An Orange hall at Ballywillwill, Co Down was destroyed in an arson attack

FRI. JUNE 18, 1999: The home of Belfast nationalist Ann Marie McIlroy at North Queen Street was targeted by loyalists who threw a brick through the window.

In Larne, Co Antrim the RUC were attacked by 12 to 15 youths.

SAT. JUNE 19, 1999: Ten people were arrested, six by 26-County police and four by the RUC, in a joint operation in South Armagh and the Dundalk area of Co Louth.

SUN. JUNE 20, 1999: Four RUC members were injured when they came under attack in the Bloomfield area of Derry city from a crowd of about 75 people who pelted them with stones.

WED. JUNE 23, 1999: A pipe bomb was discovered by the RUC in a car parked outside Annadale Flats at Haywood Drive in south Belfast .

An explosion in the back garden of a house in the Oldpark area of Belfast caused scorch damage to a gate.

THURS. JUNE 24, 1999: Unionists began a "long march" to Portadown beginning in Derry where they were picketed by 200 members of the Bogside Residents Group carrying banners with the names of people who had been murdered as a result of the Drumcree stand-off. The marchers, who said they are marching for "civil rights" for Protestants passed the Rising Sun public house in Greysteel, Co Derry, where seven people were shot dead by a loyalist death squad in 1993. Several marchers laughed and smirked as they passed the pub and local people carried out a spontaneous protest, forming a line in front of the bar and turning their back on the marchers.

Two men were arrested by 26-County police near Manorcunningham, Co Donegal and bomb components were allegedly found in the blue Ford Escort van in which they were travelling.

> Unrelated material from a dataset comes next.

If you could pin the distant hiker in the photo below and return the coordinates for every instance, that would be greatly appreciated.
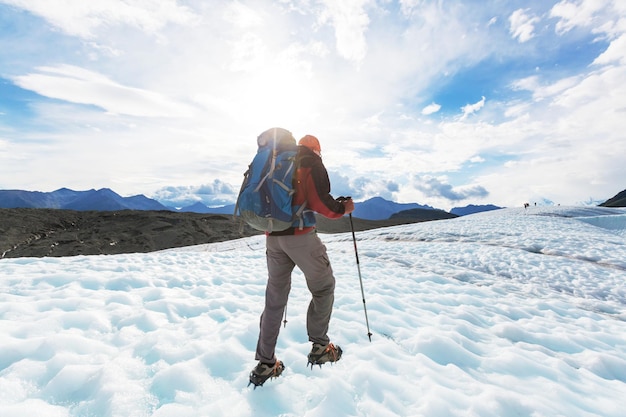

William Alfred Stobie (48), a former soldier in the Ulster Defence Regiment, was charged with the murder of Belfast solicitor Pat Finucane on February 12, 1989. The murder was claimed by the British-backed loyalist death squad the UFF and in court Stobie claimed that he was working for the RUC Special Branch at the time of the shooting.

SAT. JUNE 26, 1999: It was reported that the Orange Order has applied to hold 1,300 marches over the next six weeks, 40 of these in the Portadown, Co Armagh area.

Two Derry men -- Raymond Griffiths (34), of Cromore Gardens and Thomas Ashe Mellon were charged with possession of explosives at Manorcunningham, Co Donegal on June 24 at the Special Court in Dublin. Both men were accepted into the Provisional wing at Portlaoise prison.

A masked loyalist gang set up a checkpoint at the junction of Ardoyne Road and the Crumlin Road, stopping cars and interrogating drivers. The British colonial police stood by and refused to intervene.

MON. JUNE 28, 1999: A joint statement from the loyalist death squads the Orange Volunteers and the Red Hand Defenders said that their members had been put "on full alert from midnight" after the Orange Order was banned from marching on the Garvaghy Road by the British Parades Commission. As Parades Commission chairperson Alastair Graham was delivering his remarks at a hotel at Stormont, a loyalist bomb warning was phoned in and the hotel had to be cleared.

TUES. JUNE 29, 1999: The bodies of two men -- Brian McKinney (22) and John McClory (18), both from west Belfast -- who had been killed by the IRA in 1978 were discovered by 26-County police searching at a designated site at Colgagh, near Castleblaney, Co Monaghan.

The home of a 45-year-old nationalist woman and her six-year-old son at Finaghy Road, Belfast was targeted by loyalists who pushed a pipe bomb through her letter-box. The device exploded but no one was injured.